The plane was on a domestic flight from Porto Alegre. It cleared the airport fence and the busy highway, but crashed into the petrol station and a TAM airlines building, causing an inferno. Temperatures reached 1,000 degrees inside the plane, and officials said there was no way passengers could have survived.

"All of a sudden I heard a loud explosion, and the ground beneath my feet shook," said Elias Rodrigues Jesus, a TAM worker, who was walking nearby when he saw the jet explode. "I looked up and I saw a huge ball of fire, and then I smelled the stench of kerosene and sulphur."

TAM Linhas Aereas SA said 186 were on the Airbus-320 - 162 passengers, 18 TAM employees and a crew of six - and officials said three bodies of people killed on the ground had been recovered.
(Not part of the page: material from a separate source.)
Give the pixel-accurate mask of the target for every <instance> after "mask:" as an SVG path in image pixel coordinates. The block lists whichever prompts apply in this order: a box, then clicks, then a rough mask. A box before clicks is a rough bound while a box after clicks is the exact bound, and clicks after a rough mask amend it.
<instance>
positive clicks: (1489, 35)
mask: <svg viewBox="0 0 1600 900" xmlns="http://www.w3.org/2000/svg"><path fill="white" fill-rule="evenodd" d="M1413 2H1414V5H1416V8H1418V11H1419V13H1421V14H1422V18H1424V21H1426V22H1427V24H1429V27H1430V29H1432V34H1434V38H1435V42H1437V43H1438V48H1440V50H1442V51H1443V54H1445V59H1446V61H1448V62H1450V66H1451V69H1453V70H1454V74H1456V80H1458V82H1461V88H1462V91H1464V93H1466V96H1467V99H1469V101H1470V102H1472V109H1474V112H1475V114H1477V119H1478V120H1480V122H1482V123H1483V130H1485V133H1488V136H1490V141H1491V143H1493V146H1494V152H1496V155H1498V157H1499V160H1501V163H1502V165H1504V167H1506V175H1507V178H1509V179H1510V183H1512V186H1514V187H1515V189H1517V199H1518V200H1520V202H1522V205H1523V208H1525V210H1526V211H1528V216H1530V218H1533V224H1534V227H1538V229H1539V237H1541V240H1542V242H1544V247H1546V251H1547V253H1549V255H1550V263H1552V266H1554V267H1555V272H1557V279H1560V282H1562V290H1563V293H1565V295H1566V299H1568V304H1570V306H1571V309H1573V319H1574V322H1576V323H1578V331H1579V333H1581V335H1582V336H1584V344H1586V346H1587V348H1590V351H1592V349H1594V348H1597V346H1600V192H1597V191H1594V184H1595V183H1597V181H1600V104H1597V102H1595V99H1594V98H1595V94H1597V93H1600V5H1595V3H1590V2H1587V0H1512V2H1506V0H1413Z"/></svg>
There were fears of more dead on the ground, with 14 others taken to hospitals, where their conditions were not known.

Emergency workers have so far recovered 117 badly charred bodies, along with the "black box" flight data recorder, said Antonio de Olin, cheif of the police station at the Congonhas airport. He said forensic doctors were gathering information from relatives to help with identifications.

President Luiz Inacio Lula da Silva declared three days of national mourning for Brazil's second major air disaster in less than a year. In September, a Gol Aerolinhas Inteligentes SA Boeing 737 and an executive jet collided over the Amazon rain forest, killing 154 people. Wednesday's crash now replaces that tragedy as Brazil's worst air disaster.

Presidential spokesman Marcelo Baumbach said it was premature to declare a cause, but critics have warned for years of the danger of such an accident when large planes land in rainy weather at Congonhas airport, Brazil's busiest.